Especially with all my Crunchy Mamas and Unschooling ideas....which are SO far from outward looks and neat homes....I'm trying to find what I think is a good balance, and the minute I accept that natural is okay, I read this book and think, "great...so now what do I do?"
They used the example of what if Christ walked into your home...truth be told, I wouldn't buy a toothbrush in case he forgot (it happens.) If I don't have a mirror so he can see the back of his head, I'm sure he'll live. I'll have clean sheets (pretty, maybe not) and a fresh bar of soap. But to be honest, I wouldn't change anything else in my home because I'm pretty sure He'd be more interested in ME than my house.

Maybe I'm wrong (it's been known to happen.) I don't know.

And then I think about the fact that the author got this great calling from God to do this book and class, and I wish that God would speak to me like that. Because I feel that I'm supposed to do SOMETHING with my love for people. And now with clay, I may have found a way.
Similar to what she does, but focused more on the people (she says it's a pampering for the women, but when you feel guilty about how you do things, the pampering seems more like a scam...) I've thought of having a Clay party of some sort (what to call it, I don't know.) Eventually if it got going I'd have to charge for the materials and firing time, but at first I'd do it for free. I'd invite all my friends and let them play in the clay, showing them a few tips. Then they leave their pieces and I fire them. Then they return to paint their pieces, and again I fire them for them.

My idea is that somehow we just let our barriers down and talk. Really talk. About anything and everything, and I make some new friends. And I could actually incorporate a study into it, since it's pottery and the Bible has several verses about God being the potter, us the clay, and you can come up with so many cool allegories from that alone.

But then I wonder if it's just a stupid idea instead of a seed planted. And by criticizing another's obvious success with another similar program, maybe it's just jealousy.

So today I just kept thinking. And wishing. And hoping. And maybe someday I'll sort it all out, or it will all one day come together and be clear. But until then, I collect all my thoughts and store them once again in my mental Hope Chest, to be pulled out on another day such as this. When the warm breezes begin to blow on the parts of my that have grown cold...

1 comment:

Anonymous said...

Girl, I linked to your page from a friend's blog. I know this post is old, but I felt that part about finding girlfriends so strongly that I had to respond. I had the same thing happen -- in a Catholic moms group -- and I just thought, am I being so pathetically needy that its driving people away?

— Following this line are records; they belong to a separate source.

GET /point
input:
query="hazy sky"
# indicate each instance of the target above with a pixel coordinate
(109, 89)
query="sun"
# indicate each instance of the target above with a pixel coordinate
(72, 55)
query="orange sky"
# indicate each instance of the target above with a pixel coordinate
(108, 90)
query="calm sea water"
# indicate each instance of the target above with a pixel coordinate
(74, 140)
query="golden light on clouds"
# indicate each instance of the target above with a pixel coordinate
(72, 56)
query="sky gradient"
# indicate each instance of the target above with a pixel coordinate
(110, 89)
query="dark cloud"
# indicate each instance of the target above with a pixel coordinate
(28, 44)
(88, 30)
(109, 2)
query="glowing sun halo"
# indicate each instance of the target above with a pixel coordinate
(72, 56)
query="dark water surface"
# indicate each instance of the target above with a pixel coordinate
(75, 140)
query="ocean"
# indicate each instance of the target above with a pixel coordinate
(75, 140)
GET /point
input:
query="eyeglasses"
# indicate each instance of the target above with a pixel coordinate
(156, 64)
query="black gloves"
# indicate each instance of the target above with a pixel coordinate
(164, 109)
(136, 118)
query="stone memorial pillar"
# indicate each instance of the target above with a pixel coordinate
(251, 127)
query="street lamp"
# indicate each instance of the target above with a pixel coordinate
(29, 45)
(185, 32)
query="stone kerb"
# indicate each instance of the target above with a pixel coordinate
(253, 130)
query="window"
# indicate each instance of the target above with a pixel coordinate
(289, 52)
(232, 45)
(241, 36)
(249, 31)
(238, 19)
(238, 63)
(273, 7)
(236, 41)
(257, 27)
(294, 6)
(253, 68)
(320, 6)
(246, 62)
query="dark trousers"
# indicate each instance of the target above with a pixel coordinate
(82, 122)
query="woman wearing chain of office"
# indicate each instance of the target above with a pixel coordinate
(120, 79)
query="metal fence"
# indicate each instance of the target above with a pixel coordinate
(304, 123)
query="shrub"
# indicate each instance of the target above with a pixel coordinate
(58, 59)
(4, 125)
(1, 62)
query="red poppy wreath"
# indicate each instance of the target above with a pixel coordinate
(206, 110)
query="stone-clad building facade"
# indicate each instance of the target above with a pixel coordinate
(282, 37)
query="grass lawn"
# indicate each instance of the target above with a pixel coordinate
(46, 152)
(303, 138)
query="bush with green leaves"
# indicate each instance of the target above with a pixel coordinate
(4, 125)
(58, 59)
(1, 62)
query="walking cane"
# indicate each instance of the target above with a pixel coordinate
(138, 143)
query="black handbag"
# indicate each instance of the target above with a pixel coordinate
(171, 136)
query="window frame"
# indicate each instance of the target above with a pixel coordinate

Well, ask someone who knows me well and they'll say "Not Bloody Likely." I have, in the few years since then, developed some good friendships. But I too would love a friend who wants to meet for coffee and talk about movies, husbands, God, decorating -- the whole ball of wax. For various reasons my few fairly good friends are either not Christian or not into talking about faith (well, that describes most of the world doesn't it!).

Anyway, I regret that I don't live in PA, or I'd call you up! Instead I just want to encourage you that Crunchy, Quirky, Christian moms are out there, and I'm sure we'll find them where we live if we keep at it!

Blessings on your domestic adventures!